Life for Joe Stanley could have turned out differently. A string of seemingly unrelated incidents converged in his life to turn a would-be CPA into an award-winning faculty member at Missouri University of Science and Technology.
Stanley was three years into his accounting degree at the University of Missouri-Columbia before he took an engineering class on the advice of his cousin’s advisor. “He talked me into it,” Stanley says.
“It” was a statics class, which was engaging enough to make the math enthusiast change his major to engineering. Graduating in 5 1/2 years summa cum laude, he received his bachelor’s degree in electrical engineering and had a job in industry lined up. Tragically, his sister was murdered the night of his graduation, and he decided to turn down the job to remain in Columbia with his family.
He continued with his education at Mizzou, and, while working on his master’s degree in electrical engineering, he found out about a fairly new medical informatics degree program. It was one-third medical school and two-thirds engineering, and it was a perfect fit for Stanley.
He earned his Ph.D. in computer engineering and computer science in 1998, and his research specialty is developing software to analyze medical images that help make decisions in medical diagnoses. Stanley was going to accept a position at Creighton University in Omaha, Nebraska, but his plans again were upended at the last minute, and instead he found himself in 1999 with an assistant professorship in electrical and computer engineering at Missouri S&T.
With no teaching experience and no idea about course preparation, he did what any other novice might do: “I read a textbook on a beach at Lake Michigan the summer before classes.”
Help is on the way
The first three or four semesters in the classroom were not especially inspiring, he says. But 10 years ago he asked his wife, Candy, a former K-12 science teacher, to observe his classes. “I’ll never forget when she videotaped me,” he says. “She was frantically taking notes.” Candy made suggestions, such as “make eye contact,” and “write on the board where students can see it.” They were simple but effective recommendations. In 2005, he won his first Missouri S&T Outstanding Teaching Award, which he also won in 2009 and 2011-15.

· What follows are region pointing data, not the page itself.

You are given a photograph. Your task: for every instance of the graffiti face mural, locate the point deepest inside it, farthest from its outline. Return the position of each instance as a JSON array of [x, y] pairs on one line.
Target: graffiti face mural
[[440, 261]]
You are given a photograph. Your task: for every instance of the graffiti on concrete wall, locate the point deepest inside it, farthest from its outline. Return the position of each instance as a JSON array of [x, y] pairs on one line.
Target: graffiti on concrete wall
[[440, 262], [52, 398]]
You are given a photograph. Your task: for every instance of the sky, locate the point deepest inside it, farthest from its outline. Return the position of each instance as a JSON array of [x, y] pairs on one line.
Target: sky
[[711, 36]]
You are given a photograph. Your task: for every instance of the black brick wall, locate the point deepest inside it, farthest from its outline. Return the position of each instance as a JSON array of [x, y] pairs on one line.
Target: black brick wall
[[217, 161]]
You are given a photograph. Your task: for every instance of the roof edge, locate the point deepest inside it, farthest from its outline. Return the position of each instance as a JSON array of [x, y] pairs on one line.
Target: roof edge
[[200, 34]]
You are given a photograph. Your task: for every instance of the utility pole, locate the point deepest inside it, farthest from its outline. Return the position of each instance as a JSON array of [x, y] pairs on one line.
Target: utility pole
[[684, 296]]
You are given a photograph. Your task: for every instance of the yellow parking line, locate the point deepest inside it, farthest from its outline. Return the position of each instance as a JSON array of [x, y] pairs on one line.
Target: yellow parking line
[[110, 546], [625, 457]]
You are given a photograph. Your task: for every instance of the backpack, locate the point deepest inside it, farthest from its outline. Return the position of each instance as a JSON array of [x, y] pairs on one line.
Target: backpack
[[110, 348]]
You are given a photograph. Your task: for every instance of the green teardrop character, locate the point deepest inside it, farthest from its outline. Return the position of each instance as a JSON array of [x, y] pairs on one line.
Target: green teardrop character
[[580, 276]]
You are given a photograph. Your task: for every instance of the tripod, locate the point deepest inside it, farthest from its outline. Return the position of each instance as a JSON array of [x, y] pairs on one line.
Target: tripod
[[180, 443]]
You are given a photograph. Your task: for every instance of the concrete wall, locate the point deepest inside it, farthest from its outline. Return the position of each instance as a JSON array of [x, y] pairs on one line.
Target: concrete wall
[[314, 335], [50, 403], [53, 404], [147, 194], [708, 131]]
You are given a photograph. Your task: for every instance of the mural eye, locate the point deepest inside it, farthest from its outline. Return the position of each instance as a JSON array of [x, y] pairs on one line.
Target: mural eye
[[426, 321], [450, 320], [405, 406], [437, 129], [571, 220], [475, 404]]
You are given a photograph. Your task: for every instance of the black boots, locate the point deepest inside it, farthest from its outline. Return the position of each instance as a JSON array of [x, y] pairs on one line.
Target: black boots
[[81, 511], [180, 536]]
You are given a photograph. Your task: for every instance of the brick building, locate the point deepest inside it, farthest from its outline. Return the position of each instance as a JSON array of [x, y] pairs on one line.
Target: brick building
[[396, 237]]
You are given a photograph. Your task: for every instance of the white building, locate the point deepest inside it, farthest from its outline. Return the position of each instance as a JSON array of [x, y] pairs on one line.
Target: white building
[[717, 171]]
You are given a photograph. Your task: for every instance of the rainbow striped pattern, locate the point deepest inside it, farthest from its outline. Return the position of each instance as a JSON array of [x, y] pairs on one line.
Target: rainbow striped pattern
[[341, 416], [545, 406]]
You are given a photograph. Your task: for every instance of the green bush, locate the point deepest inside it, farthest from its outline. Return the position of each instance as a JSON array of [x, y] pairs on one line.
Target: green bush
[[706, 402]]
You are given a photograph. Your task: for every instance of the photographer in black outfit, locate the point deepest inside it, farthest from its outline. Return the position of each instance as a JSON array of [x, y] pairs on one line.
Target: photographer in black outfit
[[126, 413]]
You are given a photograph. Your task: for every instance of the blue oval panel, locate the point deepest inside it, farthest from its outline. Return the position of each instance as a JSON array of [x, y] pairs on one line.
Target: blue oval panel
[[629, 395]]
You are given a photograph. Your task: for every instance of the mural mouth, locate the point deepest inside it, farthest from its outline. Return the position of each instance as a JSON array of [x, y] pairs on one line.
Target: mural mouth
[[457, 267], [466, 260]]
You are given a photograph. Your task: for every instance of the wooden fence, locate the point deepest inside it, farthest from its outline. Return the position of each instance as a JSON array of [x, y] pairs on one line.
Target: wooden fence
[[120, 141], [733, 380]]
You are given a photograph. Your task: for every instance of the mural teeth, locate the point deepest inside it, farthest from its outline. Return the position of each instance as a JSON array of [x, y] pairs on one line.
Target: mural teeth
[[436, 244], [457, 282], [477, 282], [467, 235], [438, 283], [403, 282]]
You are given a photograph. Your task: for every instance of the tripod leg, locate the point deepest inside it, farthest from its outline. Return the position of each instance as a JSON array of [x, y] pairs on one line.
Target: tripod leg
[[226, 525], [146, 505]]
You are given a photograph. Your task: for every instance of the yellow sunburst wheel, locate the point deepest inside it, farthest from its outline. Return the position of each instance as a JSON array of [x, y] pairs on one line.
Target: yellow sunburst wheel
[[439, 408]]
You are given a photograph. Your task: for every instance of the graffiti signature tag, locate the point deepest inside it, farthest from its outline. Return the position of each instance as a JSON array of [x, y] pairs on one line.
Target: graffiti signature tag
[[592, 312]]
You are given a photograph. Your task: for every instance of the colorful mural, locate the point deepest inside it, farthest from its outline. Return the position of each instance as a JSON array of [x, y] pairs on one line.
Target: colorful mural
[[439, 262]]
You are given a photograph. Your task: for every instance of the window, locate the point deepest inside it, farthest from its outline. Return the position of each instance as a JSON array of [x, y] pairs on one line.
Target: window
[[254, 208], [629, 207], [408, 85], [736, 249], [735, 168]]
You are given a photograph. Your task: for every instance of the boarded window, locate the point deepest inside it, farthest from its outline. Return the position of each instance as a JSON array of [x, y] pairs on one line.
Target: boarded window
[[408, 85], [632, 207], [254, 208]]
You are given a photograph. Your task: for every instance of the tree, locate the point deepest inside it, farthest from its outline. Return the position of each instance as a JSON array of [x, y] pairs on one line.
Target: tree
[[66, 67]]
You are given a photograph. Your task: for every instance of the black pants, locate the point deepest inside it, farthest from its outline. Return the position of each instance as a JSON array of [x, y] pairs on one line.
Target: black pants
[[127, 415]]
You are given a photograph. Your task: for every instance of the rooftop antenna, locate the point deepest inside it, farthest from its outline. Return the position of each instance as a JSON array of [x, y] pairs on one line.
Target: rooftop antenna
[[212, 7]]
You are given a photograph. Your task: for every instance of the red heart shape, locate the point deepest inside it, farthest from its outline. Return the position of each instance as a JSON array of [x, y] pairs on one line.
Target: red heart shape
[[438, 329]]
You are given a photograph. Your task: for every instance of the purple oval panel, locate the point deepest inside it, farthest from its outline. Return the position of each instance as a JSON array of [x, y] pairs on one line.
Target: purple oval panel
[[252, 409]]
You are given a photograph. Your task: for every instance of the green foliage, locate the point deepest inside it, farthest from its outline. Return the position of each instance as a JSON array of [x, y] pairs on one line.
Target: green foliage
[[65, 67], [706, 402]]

He also credits his students’ input for improving his teaching. The majority of students in his two classes — Computer Engineering 2210 (Introduction to Digital Logic) and Computer Engineering 3150 (Introduction to Microcontrollers and Embedded System Design) — are sophomores and juniors from outside of his department.
“The last thing they want to do is get close to computer hardware,” he says about his required courses. “I have to relate what I know to people who are not familiar with my area.”

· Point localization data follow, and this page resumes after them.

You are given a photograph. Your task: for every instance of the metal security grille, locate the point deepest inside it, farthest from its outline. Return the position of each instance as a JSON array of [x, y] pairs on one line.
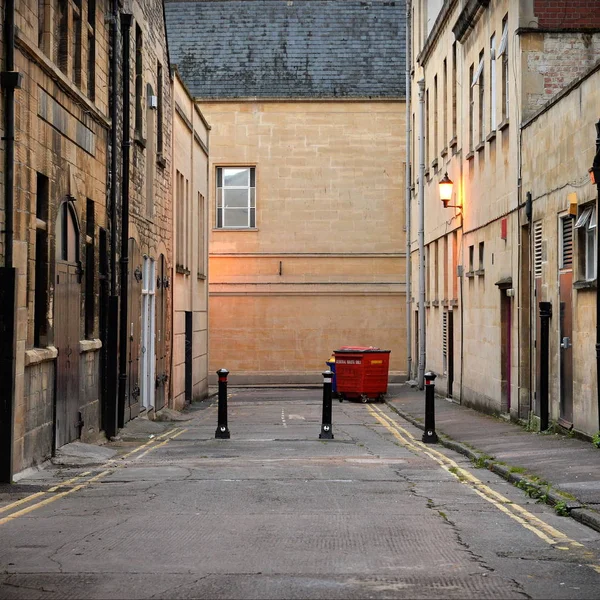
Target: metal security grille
[[445, 341], [537, 249], [566, 243]]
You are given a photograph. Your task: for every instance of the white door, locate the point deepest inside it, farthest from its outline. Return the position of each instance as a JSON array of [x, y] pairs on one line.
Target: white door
[[148, 333]]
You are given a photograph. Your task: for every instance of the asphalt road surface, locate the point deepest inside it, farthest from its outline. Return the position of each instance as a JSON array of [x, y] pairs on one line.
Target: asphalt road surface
[[274, 512]]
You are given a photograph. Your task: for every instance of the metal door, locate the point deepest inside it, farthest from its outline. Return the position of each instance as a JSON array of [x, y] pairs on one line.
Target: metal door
[[67, 310], [148, 349], [161, 346], [134, 319], [450, 351], [505, 350]]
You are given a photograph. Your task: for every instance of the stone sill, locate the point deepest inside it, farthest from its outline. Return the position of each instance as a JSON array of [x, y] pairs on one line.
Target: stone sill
[[89, 345], [35, 356], [583, 285], [221, 229]]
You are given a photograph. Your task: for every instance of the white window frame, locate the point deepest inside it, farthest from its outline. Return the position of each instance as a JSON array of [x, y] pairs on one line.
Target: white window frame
[[221, 198], [587, 222]]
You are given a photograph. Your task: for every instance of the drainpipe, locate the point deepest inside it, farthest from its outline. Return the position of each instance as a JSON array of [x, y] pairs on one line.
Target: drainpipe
[[110, 338], [407, 202], [596, 169], [421, 234], [10, 80], [9, 83], [126, 22]]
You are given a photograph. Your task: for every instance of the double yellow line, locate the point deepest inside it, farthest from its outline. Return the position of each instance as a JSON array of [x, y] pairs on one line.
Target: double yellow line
[[522, 516], [83, 479]]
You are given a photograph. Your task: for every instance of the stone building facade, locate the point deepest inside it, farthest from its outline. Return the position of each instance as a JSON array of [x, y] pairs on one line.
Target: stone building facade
[[306, 179], [190, 249], [62, 215], [483, 70]]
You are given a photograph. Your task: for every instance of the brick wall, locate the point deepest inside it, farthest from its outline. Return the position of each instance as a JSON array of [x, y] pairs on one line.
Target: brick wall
[[556, 61], [564, 14]]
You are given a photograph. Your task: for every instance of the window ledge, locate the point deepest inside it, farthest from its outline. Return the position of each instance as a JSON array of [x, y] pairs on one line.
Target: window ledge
[[582, 284], [216, 229], [35, 356]]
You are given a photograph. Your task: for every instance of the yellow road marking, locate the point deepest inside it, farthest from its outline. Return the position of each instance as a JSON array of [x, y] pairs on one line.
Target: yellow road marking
[[543, 530], [38, 494], [37, 505], [172, 434]]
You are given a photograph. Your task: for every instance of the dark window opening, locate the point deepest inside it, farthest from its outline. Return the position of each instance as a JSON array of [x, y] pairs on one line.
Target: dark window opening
[[40, 321], [138, 80]]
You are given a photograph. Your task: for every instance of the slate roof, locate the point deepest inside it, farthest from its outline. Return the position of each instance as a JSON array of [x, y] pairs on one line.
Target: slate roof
[[289, 48]]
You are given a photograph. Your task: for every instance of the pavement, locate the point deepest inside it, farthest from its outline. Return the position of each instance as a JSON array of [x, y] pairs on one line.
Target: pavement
[[561, 470]]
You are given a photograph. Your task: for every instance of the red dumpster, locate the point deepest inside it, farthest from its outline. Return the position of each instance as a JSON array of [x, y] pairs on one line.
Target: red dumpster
[[361, 372]]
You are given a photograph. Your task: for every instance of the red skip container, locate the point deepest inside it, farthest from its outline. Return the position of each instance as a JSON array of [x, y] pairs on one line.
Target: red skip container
[[361, 372]]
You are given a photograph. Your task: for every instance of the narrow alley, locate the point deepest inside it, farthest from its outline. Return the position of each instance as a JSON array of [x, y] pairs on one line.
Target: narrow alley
[[274, 512]]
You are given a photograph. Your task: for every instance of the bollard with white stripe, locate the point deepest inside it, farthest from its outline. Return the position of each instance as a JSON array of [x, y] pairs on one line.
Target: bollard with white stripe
[[326, 428], [222, 431]]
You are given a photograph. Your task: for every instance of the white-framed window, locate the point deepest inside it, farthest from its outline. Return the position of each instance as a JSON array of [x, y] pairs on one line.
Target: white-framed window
[[503, 52], [236, 197], [587, 240], [565, 250]]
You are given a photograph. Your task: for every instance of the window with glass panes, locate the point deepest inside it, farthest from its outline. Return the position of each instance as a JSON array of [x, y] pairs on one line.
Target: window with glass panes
[[236, 197]]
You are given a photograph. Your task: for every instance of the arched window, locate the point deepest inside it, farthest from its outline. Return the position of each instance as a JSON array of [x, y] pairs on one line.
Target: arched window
[[67, 234]]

Stanley finds out in detail what students struggle with by facilitating the computer engineering Learning Enhancement Across Disciplines sessions each week during the semester. He’s led the LEAD sessions for about 10 years now.
“Students that come to LEAD are not necessarily ‘A’ students,” Stanley says. “I learn how to relate the material for students who are not doing as well. It helps me look at problems with my own teaching.”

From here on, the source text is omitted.